A estória, em forma de desenho animado, chama-se “Procurando Nemo” da Disney Pixar Studios, conta a saga de um pai “peixe palhaço” que sai à procura de seu filho, capturado por um mergulhador e levado para um aquário em Sidney na Austrália.

No início o pai e a mãe conversam sobre as quatrocentas ovas que irão chocar, olhando para o lugar que escolheram para morar e criar os filhotes. De repente, aparece um predador e come a mãe peixe e todas as ovas, menos uma,  o peixe de nome Nemo. Esse peixe, o único que restou da ninhada começa a ser cuidado pelo pai, super protetor, que protela a sua entrada no mundo do fundo do mar. Como se não bastasse, este filho tem uma nadadeira defeituosa, o que acentua ainda mais a proteção do pai. Após sua entrada na escola, o pai descobre que os alunos irão perto do paredão, limite em direção ao alto mar. Segue assim em direção a este lugar onde então seu filho o desobedece e cai na rede do mergulhador. A partir daí inicia-se a procura deste pai pelo filho, onde encontra um peixe-fêmea que se mostra desmemoriada, desorientada, porém pertinaz, abrindo caminho às vezes desconhecidos, às vezes perigosos.

A leitura que faço destes dois personagens se compara à postulação de Sigmund Freud no que se refere ao princípio do prazer e ao princípio da realidade. O princípio do prazer reina no inconsciente, garante a vivência de satisfação, os sonhos, está no registro do desreal e ligado às pulsões sexuais. O princípio da realidade domina o consciente, garante a obtenção no real das satisfações e está ligado à auto-conservação. São os dois princípios de funcionamento do aparelho psíquico; a passagem do princípio de prazer para o princípio de realidade não faz suprir o primeiro. Representam o dualismo pulsional e o conflito entre o ID e o EGO. O princípio do prazer não tem memória, o princípio de realidade só tem objetivo; embora antagônicos, caminham juntos, emparelhados e um só se reconhece no outro e vice-versa.

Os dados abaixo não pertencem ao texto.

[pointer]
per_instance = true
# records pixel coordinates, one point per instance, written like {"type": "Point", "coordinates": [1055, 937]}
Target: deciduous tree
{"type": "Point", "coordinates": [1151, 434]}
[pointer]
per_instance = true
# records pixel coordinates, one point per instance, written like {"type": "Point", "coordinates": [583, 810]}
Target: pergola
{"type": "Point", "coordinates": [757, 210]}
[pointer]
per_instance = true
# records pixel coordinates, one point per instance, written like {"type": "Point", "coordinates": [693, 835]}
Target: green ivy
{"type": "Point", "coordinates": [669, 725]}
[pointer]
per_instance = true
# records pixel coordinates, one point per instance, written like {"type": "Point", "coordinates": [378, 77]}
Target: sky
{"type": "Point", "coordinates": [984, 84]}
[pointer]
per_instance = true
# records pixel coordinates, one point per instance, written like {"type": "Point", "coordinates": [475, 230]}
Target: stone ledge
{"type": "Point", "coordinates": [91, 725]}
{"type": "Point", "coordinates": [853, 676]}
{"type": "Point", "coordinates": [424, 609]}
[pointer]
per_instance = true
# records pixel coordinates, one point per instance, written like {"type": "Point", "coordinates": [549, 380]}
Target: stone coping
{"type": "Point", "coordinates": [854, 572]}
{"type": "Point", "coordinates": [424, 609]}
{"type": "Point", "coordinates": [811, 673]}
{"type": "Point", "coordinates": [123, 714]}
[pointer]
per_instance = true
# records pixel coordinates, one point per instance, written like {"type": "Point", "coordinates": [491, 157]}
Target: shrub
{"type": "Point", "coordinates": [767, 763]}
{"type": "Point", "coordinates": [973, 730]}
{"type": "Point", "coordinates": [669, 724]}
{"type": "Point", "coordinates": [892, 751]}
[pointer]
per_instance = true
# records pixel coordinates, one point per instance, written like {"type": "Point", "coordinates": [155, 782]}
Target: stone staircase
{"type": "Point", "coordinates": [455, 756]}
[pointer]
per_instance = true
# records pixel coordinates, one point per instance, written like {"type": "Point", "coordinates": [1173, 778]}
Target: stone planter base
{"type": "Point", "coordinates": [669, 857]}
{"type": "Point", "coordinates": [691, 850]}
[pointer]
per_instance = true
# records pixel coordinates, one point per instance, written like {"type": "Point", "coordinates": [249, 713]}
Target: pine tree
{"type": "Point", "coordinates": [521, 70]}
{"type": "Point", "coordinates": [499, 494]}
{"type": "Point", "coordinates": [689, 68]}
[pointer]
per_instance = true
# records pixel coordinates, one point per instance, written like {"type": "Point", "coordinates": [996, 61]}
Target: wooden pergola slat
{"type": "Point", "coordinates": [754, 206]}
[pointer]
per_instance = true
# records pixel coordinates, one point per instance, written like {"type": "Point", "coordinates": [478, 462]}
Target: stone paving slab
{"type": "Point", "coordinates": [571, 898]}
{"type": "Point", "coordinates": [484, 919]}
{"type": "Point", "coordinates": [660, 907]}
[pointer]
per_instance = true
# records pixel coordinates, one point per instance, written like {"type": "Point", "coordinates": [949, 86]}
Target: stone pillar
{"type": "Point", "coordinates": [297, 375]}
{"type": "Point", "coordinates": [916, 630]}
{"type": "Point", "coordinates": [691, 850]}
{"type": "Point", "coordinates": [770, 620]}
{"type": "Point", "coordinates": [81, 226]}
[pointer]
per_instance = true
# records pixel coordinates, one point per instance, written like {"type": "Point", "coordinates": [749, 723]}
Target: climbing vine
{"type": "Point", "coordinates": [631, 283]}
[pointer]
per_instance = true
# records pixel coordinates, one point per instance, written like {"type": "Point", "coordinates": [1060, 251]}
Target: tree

O pai – princípio de realidade – quer encontrar o filho a todo custo, às vezes atabalhoadamente, mas com persistência, obstinação e até mau-humor. O peixe-fêmea – princípio de prazer – também quer encontrar Nemo, mas não tem orientação nem física nem temporal e nem espacial – simplesmente arrisca. O pai, chamado Marlim, procura o único filho que lhe resta e não tem indícios para onde ele foi. O peixe-fêmea, chamado Dori, sofre de perda de memória recente e não consegue se lembrar de nada, mas acompanha o pai na busca desenfreada pelo filho. Os dois juntos se completam inusitadamente (ambos são necessários, embora às vezes contraditórios) e vão percorrendo os perigos dos mares, que são muitos, conseguindo atravessar os oceanos e paradoxalmente encontrar os caminhos que os levem até um aquário em um consultório dentário em Sidney, onde está o filho capturado pelo mergulhador. Uma tarefa que parecia impossível consegue se concretizar com os esforços de ambos, que lutam para encontrar o filho Nemo. A estória, divertida, atraente, consegue prender a atenção tanto de adultos como de crianças, não deixando de ter pontos trágicos, adversos, perdas, mas também contemporizando a dualidade existente em todos os processos da vida.

Bibliografia:

-         Vocabulário de psicanálise: J. Laplanche – B.Pontalis 5ª edição.

-         Procurando Nemo – Disney/pixar.